My impression of Japanese people was that they were some of the best people that I had ever known. They struck me as honest, diligent, clean, polite, and considerate. I could find almost nothing to fault them, and could heartily concur with Xavier when he described the Japanese as being “the best [people] who have as yet been discovered, and it seems to me we shall never find among heathens another race to equal the Japanese.” But this rose-tinted view was painfully shattered during my second stay in Japan.
Things started off well. I was working in a research group in a Japanese university. My supervisor and his graduate students made me feel very welcome. At the same time, I started sharing an apartment with a Japanese undergraduate student who was very friendly and easy to get along with. Everything was fine for the first six months or so.
Then I started overhearing the conversations being held in the adjoining office at the university. I initially noticed that there was a lot of laughter going on, and that it was not the general, good-natured variety, but the mocking type when someone is being subjected to ridicule. I tried not to pay too much attention to it, but it persisted and seemed to grow worse. While I couldn’t hear everything and my Japanese was far from perfect, I could pick up enough to know that I was the main person they were talking about. I found it very difficult to focus on my work while it was going on. On a couple of occasions, it became so intense that I had to leave the office and walk around campus.
The worst perpetrator seemed to be a student that I had first got to know when he visited my university in Australia for a few weeks. I had become friends with Yoshi (not his real name) and took him sightseeing one day. When he became sick one day, I went shopping for him. Then when he needed a place to stay for the last few days of his visit, I let him stay at my apartment. He returned the favor by helping to move my stuff when I moved into my apartment in Japan. He was always ready to help me whenever I needed assistance with anything in the lab. Nothing was ever too much trouble for him.
But for some reason his attitude towards me had changed dramatically. To this day, I’m not sure exactly why. He seemed to be the most vehement and scathing in his criticism of me behind my back. The thing I found hardest to take was that there was no hint of animosity when I spoke to him face to face; indeed, if it hadn’t been for the fact that I could overhear his conversations, I would never have suspected that anything had changed in our friendship.
A few months later, I noticed a similar phenomenon occurring at my apartment.
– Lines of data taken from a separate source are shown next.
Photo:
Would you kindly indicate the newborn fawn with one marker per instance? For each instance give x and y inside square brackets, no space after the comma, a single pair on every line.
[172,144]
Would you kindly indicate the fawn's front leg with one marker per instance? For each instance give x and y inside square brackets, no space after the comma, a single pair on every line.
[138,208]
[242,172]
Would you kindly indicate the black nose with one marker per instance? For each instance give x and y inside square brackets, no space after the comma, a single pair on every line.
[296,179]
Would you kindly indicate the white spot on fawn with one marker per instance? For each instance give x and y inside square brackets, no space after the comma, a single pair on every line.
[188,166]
When the student I was staying with had friends over, I often heard raucous laughter similar to that I was hearing in the lab. Once again, there was no hint of any animosity when I spoke with him directly.
I began to wonder if I was suffering from paranoia, and I told my predicament to someone who lived in Japan for much longer that I had. She informed me that speaking about people behind their backs was an all too common occurrence in Japan and that a lot of foreigners experience it. I have subsequently experienced it in many different situations – at a ramen shop where the owner assumed that I couldn’t speak Japanese, at a Japanese factory I visited a few times a month for work, at the Japanese companies that I’ve worked at. The telltale signs are two or more people speaking just far away enough so that you can’t hear the entire conversation, but not so far that you can’t pick up the gist of what they’re saying; the characteristic mocking laughter; and conversations peppered with the word “jibun” (myself).
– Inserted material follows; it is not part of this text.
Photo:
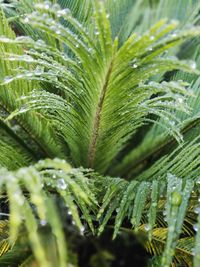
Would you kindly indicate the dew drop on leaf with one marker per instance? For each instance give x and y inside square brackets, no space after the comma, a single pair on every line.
[61,184]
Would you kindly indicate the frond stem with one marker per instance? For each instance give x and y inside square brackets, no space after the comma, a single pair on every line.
[97,118]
Saying unkind things about other people behind their backs while pretending to be friendly with them to their face is certainly not something that is unique to Japan; nor is it a characteristic of every Japanese person. But I was taken aback by the intensity of the backstabbing and by how well people concealed it when they were dealing with me directly. The latter phenomenon is a well-known characteristic of Japanese people, and is referred to as tatemae (public face) and hone (true thoughts).
I wonder about many things. I wonder if the fear of this form of ridicule and rejection is one of the main reasons why Japanese people find it difficult to be open about their faith at work and in other environments and why it often takes seekers a long time before they decide to publicly follow Jesus. Being different from others might expose them to this form of rejection. In other words, warukuchi could be one of the biggest hammers in the toolbox that Japanese society uses to clobber down the proverbial protruding nail. I wonder how much it occurs in Japanese churches (thankfully, I haven’t encountered it much in the churches that I’ve been involved with). I wonder whether, for various reasons, Westerners living in Japan are spared or are ignorant of the worst of this backbiting, whereas Japanese are all too familiar with it.